Voters think the economy is fucked. We need to learn how to talk about it.
Progressives need to stop treating the economy like a side dish. For most voters, it’s the entire meal. Especially today, this is the one thing voters want solved. The rest is gravy. Is that enough food metaphors?
More than just the degree of focus it receives, the economy needs to be discussed in a way that means something to voters. Enough with uber consultant-ified “opportunity economy”-type language! We need to:
Validate how voters see and are experiencing the economy. If you’ve ever argued - but inflation is down! Shush. You’re actively harming persuasion.
Reflect that we share voters’ aspirations. This is not an extravagant wish list. People want to own a house. They want to be able to support their families. They eventually want to retire comfortably.
Explain how we’ll make these realities possible, and why the other guys won’t.
We can’t give up on men.
One thing that still needs to be quantified is exactly how big the gender divide was in this election. In polls, I’ve seen anywhere from 15-20 pt gaps, and it was clear from the Harris campaign’s final messaging that they were going all in on women. In my last newsletter, I showed that young men plan to come out for Poilievre in astronomical numbers. We can’t win with these margins. Progressives need to figure out how to appeal to men.

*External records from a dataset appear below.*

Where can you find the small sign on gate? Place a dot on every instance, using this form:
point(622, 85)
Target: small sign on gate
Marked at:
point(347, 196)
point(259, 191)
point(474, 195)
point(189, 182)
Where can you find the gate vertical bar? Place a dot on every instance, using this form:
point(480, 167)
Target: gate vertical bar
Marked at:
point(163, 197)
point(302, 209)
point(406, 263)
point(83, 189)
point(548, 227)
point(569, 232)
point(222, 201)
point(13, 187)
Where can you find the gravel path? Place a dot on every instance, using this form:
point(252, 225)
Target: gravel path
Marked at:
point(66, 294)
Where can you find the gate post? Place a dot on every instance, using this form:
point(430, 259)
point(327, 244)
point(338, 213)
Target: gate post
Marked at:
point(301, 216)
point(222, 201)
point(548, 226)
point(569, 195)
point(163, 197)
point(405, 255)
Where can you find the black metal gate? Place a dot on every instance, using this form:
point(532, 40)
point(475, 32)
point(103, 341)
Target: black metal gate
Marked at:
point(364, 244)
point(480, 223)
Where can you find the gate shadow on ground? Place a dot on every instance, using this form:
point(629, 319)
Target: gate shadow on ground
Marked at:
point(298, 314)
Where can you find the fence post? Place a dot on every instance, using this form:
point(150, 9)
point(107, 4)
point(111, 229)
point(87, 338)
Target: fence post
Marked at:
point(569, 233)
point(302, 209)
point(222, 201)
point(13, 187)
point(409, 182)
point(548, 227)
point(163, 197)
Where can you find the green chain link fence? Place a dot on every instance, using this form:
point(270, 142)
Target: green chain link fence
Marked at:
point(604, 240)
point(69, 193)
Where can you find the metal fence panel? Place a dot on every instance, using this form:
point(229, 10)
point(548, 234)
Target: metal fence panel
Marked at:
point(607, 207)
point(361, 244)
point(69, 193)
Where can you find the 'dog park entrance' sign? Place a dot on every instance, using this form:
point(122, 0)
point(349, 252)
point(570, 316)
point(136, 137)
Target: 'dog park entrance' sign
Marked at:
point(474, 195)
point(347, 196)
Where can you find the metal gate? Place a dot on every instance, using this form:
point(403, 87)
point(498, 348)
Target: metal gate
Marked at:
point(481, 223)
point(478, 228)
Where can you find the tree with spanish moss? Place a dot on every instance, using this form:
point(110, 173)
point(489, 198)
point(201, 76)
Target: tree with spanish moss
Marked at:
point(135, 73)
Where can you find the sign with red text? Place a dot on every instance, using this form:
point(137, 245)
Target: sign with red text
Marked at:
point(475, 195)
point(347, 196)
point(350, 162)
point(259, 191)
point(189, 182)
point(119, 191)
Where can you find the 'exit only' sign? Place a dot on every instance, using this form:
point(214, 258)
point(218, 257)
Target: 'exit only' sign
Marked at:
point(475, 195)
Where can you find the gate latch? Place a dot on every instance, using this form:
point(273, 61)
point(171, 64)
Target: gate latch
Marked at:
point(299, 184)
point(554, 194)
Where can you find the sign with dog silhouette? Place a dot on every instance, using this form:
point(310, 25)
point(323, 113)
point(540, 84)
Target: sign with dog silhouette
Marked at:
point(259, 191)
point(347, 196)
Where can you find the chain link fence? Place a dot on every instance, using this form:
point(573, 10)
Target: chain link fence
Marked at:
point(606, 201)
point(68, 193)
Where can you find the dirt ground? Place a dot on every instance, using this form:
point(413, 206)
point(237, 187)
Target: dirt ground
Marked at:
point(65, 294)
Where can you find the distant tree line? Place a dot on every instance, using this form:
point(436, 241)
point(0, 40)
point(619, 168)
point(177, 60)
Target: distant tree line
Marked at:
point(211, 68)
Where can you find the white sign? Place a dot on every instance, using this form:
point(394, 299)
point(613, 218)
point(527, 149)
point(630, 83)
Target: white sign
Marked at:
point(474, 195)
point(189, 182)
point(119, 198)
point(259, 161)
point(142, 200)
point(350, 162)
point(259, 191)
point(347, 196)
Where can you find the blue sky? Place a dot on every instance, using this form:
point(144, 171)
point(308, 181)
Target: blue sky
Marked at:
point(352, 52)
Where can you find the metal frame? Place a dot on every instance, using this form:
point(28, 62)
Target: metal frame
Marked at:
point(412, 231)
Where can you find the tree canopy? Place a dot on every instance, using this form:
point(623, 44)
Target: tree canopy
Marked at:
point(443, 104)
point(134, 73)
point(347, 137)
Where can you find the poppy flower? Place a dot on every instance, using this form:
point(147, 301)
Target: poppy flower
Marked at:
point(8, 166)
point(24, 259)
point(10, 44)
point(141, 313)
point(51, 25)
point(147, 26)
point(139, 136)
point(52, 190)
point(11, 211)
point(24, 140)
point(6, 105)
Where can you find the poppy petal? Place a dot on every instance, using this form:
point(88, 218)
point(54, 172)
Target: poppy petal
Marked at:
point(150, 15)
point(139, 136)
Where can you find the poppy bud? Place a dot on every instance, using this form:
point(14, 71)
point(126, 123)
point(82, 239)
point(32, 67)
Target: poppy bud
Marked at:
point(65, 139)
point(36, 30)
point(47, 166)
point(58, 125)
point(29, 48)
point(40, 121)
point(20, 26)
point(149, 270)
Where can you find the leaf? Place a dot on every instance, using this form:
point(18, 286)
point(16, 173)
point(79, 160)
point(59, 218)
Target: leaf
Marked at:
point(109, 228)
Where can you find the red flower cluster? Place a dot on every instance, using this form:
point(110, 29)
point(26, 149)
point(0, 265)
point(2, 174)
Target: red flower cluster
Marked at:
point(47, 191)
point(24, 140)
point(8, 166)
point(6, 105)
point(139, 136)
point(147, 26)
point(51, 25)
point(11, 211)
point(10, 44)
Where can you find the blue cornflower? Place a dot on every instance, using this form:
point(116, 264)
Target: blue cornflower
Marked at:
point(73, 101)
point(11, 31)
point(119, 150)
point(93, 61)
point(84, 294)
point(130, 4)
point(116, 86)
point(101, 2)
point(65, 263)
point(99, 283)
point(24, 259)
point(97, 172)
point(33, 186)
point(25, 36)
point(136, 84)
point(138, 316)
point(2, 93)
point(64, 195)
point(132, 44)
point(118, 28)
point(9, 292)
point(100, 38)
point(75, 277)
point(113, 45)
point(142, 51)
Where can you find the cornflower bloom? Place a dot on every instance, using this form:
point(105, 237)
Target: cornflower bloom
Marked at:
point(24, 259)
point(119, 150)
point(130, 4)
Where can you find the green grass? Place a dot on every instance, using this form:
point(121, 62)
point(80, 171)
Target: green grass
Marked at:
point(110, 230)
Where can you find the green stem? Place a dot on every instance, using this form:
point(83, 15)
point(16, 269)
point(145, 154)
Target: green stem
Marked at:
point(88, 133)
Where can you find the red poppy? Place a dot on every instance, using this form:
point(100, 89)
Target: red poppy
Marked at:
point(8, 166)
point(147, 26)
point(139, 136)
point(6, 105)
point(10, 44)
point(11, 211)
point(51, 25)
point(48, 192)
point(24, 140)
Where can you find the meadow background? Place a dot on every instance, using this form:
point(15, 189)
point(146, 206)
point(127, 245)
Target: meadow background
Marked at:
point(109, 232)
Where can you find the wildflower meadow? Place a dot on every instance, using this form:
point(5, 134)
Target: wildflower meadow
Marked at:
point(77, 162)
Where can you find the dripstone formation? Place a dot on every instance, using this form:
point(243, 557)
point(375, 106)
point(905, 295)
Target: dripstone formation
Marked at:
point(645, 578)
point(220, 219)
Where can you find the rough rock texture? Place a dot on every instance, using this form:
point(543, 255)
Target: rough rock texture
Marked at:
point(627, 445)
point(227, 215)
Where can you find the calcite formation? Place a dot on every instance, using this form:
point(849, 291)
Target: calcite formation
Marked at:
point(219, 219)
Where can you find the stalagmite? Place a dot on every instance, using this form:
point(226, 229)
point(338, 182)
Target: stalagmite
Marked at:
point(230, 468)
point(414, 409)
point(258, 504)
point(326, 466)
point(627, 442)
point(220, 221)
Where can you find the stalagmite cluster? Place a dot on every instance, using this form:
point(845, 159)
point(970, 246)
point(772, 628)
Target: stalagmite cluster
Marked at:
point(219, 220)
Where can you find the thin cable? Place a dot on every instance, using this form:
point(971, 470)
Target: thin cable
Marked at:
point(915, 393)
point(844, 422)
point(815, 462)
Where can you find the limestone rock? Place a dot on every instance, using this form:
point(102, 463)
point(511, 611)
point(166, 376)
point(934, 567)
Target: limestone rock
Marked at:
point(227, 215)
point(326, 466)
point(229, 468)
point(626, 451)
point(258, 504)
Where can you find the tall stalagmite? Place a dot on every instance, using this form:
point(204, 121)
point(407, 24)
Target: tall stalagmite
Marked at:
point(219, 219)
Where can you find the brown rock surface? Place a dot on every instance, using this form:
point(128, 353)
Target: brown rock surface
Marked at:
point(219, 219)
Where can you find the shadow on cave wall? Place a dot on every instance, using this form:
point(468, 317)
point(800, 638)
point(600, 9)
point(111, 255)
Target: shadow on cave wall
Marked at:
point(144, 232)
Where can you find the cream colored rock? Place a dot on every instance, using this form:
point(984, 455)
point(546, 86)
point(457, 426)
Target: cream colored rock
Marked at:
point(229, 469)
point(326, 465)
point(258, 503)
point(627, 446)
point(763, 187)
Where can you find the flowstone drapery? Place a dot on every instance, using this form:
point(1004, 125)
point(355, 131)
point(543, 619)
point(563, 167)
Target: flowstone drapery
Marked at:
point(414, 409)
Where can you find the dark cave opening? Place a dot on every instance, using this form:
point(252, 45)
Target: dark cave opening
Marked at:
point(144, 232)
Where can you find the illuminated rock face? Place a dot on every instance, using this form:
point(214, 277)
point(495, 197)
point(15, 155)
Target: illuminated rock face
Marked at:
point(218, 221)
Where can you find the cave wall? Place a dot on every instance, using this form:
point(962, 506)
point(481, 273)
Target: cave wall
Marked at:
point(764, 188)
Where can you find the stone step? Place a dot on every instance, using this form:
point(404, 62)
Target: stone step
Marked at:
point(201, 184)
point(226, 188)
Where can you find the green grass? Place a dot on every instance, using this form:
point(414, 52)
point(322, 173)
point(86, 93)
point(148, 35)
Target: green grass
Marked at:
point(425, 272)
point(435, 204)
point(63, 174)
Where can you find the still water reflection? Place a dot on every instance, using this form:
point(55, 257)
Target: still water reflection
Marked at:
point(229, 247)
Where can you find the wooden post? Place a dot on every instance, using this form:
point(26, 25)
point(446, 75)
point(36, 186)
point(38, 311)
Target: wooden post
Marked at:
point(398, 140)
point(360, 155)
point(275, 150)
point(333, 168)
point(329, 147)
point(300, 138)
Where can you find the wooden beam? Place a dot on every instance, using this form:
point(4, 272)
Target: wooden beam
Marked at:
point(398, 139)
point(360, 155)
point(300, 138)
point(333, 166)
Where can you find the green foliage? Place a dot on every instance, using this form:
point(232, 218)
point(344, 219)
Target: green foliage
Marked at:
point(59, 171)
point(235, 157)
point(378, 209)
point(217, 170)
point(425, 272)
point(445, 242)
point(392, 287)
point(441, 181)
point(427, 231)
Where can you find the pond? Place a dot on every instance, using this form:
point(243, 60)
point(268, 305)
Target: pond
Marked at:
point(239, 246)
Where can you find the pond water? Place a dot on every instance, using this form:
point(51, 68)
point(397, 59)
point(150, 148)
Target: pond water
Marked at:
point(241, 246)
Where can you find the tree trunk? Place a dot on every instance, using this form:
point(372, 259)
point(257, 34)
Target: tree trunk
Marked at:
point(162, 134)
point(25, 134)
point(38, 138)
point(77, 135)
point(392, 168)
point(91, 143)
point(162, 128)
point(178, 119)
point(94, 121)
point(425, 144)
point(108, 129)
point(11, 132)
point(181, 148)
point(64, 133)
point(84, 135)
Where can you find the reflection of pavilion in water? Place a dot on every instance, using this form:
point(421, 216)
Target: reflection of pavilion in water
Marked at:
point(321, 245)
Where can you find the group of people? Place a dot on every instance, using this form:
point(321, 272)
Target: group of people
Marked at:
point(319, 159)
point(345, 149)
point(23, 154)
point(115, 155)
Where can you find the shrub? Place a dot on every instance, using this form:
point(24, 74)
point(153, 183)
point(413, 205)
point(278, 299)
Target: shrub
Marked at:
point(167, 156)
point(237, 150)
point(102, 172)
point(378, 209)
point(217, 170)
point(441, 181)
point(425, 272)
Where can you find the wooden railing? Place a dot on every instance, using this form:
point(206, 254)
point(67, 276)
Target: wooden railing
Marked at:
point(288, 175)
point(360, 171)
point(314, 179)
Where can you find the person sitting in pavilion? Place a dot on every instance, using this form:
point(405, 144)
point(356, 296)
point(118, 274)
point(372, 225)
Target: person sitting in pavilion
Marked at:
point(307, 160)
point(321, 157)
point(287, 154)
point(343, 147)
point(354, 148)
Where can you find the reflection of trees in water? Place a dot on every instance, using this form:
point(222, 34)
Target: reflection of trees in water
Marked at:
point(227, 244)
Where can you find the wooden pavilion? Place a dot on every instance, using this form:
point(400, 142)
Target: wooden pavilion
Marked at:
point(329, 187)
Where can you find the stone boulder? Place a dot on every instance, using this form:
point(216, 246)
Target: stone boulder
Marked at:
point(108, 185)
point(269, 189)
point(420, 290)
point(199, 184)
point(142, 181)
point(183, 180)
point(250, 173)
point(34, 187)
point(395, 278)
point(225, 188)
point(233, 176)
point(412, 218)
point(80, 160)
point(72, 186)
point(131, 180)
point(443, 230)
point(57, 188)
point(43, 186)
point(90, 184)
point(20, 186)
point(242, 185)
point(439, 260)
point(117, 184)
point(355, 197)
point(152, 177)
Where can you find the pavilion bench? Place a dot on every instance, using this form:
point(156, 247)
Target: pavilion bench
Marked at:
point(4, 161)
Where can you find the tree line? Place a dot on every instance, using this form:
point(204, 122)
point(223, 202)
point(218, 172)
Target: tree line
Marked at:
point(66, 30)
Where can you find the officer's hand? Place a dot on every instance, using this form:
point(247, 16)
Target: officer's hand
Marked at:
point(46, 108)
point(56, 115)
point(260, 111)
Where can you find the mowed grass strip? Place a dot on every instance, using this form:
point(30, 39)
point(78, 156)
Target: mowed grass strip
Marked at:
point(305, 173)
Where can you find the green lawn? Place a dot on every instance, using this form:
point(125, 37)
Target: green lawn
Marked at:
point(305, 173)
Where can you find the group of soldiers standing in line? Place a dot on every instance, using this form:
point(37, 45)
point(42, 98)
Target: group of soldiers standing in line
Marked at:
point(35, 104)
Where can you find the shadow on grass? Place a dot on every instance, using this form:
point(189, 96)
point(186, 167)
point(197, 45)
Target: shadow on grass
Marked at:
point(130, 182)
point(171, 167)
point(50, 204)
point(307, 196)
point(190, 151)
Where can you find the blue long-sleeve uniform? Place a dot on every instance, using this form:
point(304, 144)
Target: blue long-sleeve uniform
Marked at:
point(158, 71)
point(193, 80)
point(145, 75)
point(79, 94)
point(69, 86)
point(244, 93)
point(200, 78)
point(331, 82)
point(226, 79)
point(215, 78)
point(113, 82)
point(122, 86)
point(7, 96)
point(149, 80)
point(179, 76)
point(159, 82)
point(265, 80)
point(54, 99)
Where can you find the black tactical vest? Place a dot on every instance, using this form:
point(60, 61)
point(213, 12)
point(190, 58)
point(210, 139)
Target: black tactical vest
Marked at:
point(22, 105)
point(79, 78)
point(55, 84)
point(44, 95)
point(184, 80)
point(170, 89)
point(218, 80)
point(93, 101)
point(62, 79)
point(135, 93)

There are no shortcuts. Poilievre is not Trump. Canada is not the US. We’ll need to write our own story.
I can imagine some Canadian progressives feeling a twisted bit of relief – “Well, at least we can now run against Trump!” For that to work, Poilievre and Trump would need to be viewed as similar. The work hasn’t been done to create that connection. In my September poll, I found 20% of Canadians think Poilievre and Trump are “extremely similar”, 23% think they are “somewhat similar”, 39% think they are “somewhat” or “totally different”, and 17% aren’t sure. Even among NDP and Liberal voters, just half think Trump and Poilievre are similar. I don’t have data on this, but I also assume that the issue set between Canada and the US is viewed as extremely different. We’ll look desperate if we act like our races are the same.
In the coming weeks, there will be dozens! hundreds! of explainers of what happened and what went wrong. When it feels less Pollyanna, I’ll write about what the Harris campaign got right, notably Harris herself. For the most part, her performance was excellence personified. In all senses, I wish she had more time.